Homo erectus crania.
Homo erectus crania from the Turkana Rift. Left: WT 15000, ‘Turkana Boy’ from West Turkana. Right: ER 3733 from East Turkana. Photo credit: Photo: John Rowan

Deep beneath the Turkana Rift in Eastern Africa, the Earth’s crust is rapidly thinning, signalling the eventual geographic breakup of the African continent.

However, according to a new study published in Nature Communications, this violent geological tearing is also rewriting our understanding of human history, offering a startling new explanation for why the region contains the world’s greatest record of early hominin fossils.

The research, led by scientists at the Columbia Climate School’s Lamont-Doherty Earth Observatory, provides the first direct evidence of active continental “necking” — a critical threshold where the Earth’s crust begins to fatally stretch and weaken.

The saltwater taffy effect

The Turkana Rift is a 500-kilometre-wide region spanning Kenya and Ethiopia, situated where the African tectonic plate is actively pulling away from the Arabian and Somali plates at a rate of roughly 4.7 millimetres per year.

Using high-quality seismic measurements to bounce acoustic waves deep into the subsurface, the researchers discovered that the crust along the rift’s axis has thinned to just 13 kilometres. This is drastically thinner than the 35-kilometre-thick crust found further away from the rift centre.

Lead author Christian Rowan likened this phenomenon to pulling a piece of saltwater taffy: as the ends are pulled apart, the “neck” in the middle stretches, thins, and eventually breaks.

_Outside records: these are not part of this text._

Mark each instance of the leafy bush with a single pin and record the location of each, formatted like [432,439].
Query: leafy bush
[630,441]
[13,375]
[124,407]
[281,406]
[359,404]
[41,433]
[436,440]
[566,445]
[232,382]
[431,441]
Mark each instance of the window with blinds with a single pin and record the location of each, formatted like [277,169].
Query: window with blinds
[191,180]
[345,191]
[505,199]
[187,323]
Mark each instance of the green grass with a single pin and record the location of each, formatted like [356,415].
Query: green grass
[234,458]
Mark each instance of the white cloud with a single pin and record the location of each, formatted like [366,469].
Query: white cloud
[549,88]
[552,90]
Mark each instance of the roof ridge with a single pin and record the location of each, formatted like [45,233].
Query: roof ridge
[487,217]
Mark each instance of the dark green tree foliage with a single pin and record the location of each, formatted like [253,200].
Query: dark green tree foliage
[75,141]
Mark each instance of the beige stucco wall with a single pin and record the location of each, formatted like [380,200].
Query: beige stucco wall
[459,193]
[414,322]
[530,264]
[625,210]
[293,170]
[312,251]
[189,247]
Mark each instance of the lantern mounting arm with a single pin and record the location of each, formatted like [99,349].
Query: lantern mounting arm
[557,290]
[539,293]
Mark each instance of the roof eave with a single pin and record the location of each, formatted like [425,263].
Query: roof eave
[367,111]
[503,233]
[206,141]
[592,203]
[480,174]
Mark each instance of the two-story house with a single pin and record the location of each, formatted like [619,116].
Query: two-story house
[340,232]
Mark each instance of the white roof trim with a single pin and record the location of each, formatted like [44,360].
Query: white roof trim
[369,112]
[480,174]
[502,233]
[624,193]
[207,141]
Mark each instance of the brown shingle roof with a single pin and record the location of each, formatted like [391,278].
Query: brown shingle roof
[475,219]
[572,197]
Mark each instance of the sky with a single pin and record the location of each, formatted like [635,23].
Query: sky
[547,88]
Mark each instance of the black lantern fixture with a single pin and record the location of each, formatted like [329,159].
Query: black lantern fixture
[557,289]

“We found that rifting in this zone is more advanced, and the crust is thinner, than anyone had recognized,” Rowan explained. “The thinner the crust gets, the weaker it becomes, which helps promote continued rifting.”

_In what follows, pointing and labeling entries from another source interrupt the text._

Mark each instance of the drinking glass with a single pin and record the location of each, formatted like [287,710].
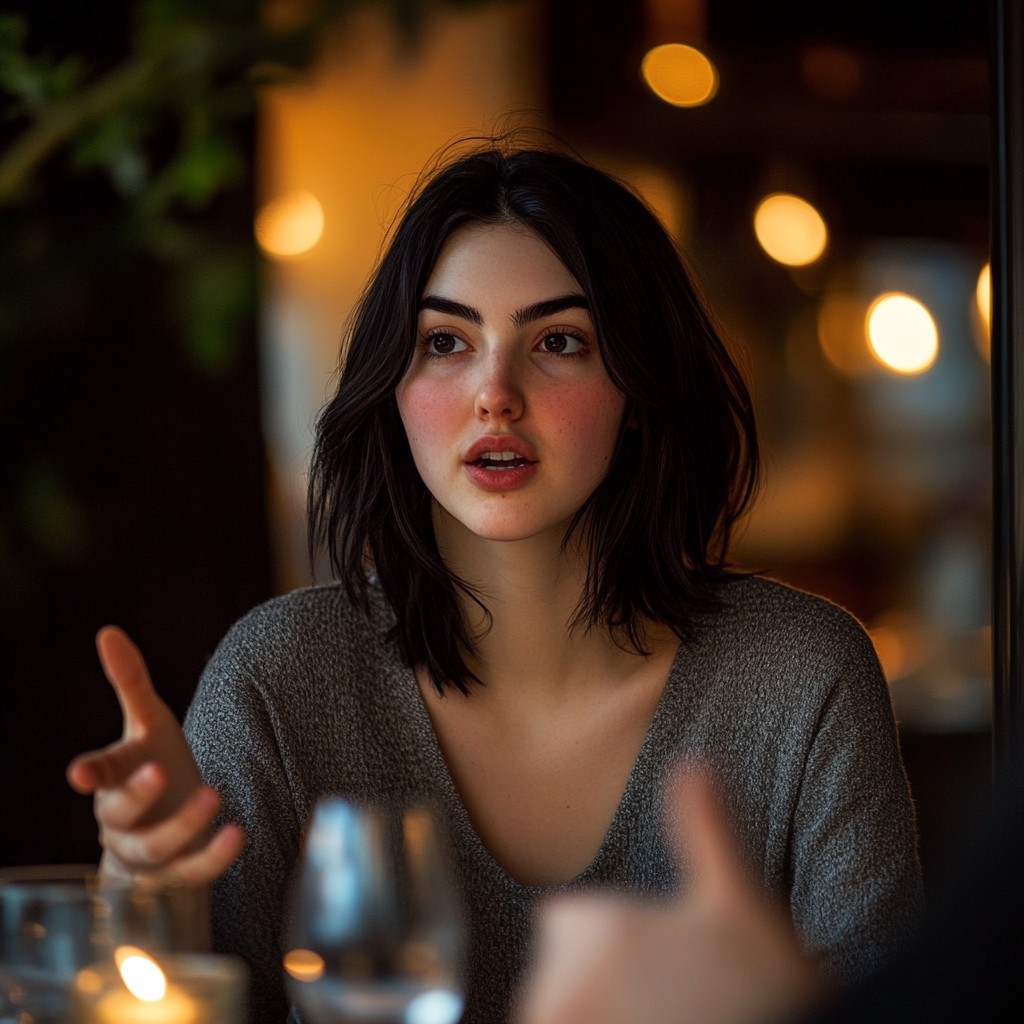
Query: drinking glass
[375,932]
[48,932]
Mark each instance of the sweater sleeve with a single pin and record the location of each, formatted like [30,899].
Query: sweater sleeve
[855,886]
[232,738]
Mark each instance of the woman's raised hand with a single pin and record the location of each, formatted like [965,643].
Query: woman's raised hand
[154,812]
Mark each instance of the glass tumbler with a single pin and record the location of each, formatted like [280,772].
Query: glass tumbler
[50,928]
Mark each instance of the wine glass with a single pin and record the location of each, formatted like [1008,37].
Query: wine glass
[376,931]
[49,930]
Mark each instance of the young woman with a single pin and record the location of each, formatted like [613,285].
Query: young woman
[525,482]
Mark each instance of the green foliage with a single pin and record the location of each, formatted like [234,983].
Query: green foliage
[170,127]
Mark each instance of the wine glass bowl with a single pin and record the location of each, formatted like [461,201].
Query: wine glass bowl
[376,931]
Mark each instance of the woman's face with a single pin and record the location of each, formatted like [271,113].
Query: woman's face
[510,414]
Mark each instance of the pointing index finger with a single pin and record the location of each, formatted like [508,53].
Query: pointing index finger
[702,838]
[124,667]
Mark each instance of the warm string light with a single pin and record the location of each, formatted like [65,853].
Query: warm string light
[901,333]
[680,75]
[303,965]
[790,229]
[290,225]
[983,303]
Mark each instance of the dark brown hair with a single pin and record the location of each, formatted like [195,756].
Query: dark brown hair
[685,466]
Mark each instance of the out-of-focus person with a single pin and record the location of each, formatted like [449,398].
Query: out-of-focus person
[723,953]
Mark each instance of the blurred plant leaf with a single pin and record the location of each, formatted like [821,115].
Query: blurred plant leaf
[192,66]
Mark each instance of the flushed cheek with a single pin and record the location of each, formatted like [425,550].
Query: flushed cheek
[583,422]
[433,418]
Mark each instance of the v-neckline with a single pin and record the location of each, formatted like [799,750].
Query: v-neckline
[463,822]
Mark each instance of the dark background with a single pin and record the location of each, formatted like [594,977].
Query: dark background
[133,468]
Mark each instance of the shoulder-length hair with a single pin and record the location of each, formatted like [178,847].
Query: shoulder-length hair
[656,528]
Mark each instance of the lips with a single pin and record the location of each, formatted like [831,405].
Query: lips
[502,445]
[500,462]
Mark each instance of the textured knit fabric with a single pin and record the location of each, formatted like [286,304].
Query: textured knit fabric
[780,690]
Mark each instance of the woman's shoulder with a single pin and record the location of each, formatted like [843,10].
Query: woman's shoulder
[316,633]
[774,622]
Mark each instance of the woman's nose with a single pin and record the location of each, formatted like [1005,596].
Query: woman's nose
[499,395]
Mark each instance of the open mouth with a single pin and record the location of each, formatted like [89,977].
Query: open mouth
[500,460]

Geophysicist and study co-author Anne Bécel confirmed that the region has reached a “critical threshold” of crustal breakdown. Within a few million years, this thinning will give way to “oceanisation” — the crust will completely rupture, allowing magma to surge up and the Indian Ocean to flood in, creating an entirely new seafloor.

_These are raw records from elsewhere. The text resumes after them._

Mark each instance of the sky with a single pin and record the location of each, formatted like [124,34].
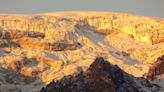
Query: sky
[140,7]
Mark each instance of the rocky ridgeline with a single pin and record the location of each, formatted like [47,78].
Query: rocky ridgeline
[156,69]
[144,29]
[101,76]
[140,29]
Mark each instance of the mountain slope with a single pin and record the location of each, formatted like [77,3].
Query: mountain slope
[46,47]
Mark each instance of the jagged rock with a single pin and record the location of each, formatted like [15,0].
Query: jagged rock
[45,45]
[156,69]
[101,76]
[19,34]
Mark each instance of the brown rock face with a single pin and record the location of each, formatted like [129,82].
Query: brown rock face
[157,69]
[100,77]
[19,34]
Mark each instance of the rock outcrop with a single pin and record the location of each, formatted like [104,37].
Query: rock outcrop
[156,69]
[45,45]
[101,76]
[20,34]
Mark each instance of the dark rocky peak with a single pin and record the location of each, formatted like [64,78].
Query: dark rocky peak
[101,76]
[156,69]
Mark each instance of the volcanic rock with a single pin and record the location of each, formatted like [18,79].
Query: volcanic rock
[101,76]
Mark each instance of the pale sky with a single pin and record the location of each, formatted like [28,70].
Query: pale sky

Reevaluating the ‘Garden of Eden’

Beyond predicting the future map of the world, this geological discovery offers a radical new perspective on humanity’s past.

The Turkana Rift has yielded more than 1,200 hominin fossils spanning the last 4 million years, representing roughly one-third of all such fossils ever found in Africa. For decades, palaeoanthropologists have viewed this staggering concentration of remains as proof that the region was a unique “Garden of Eden” where human ancestors rapidly evolved and diversified.

Rowan and his colleagues argue that the sheer volume of fossils is actually an illusion created by the tectonic necking.

Roughly 4 million years ago, the severe thinning of the crust caused the Turkana Rift to rapidly subside (sink). This deep basin quickly filled with fine-grained sediments, creating the absolute perfect geological conditions for preserving bone.

“The conditions were right to preserve a continuous fossil record,” Rowan said.

The Turkana Rift may not have been a uniquely special hub for hominin evolution; it was simply the only place equipped with the perfect geological machinery to preserve a 4-million-year record of whoever happened to be walking across it.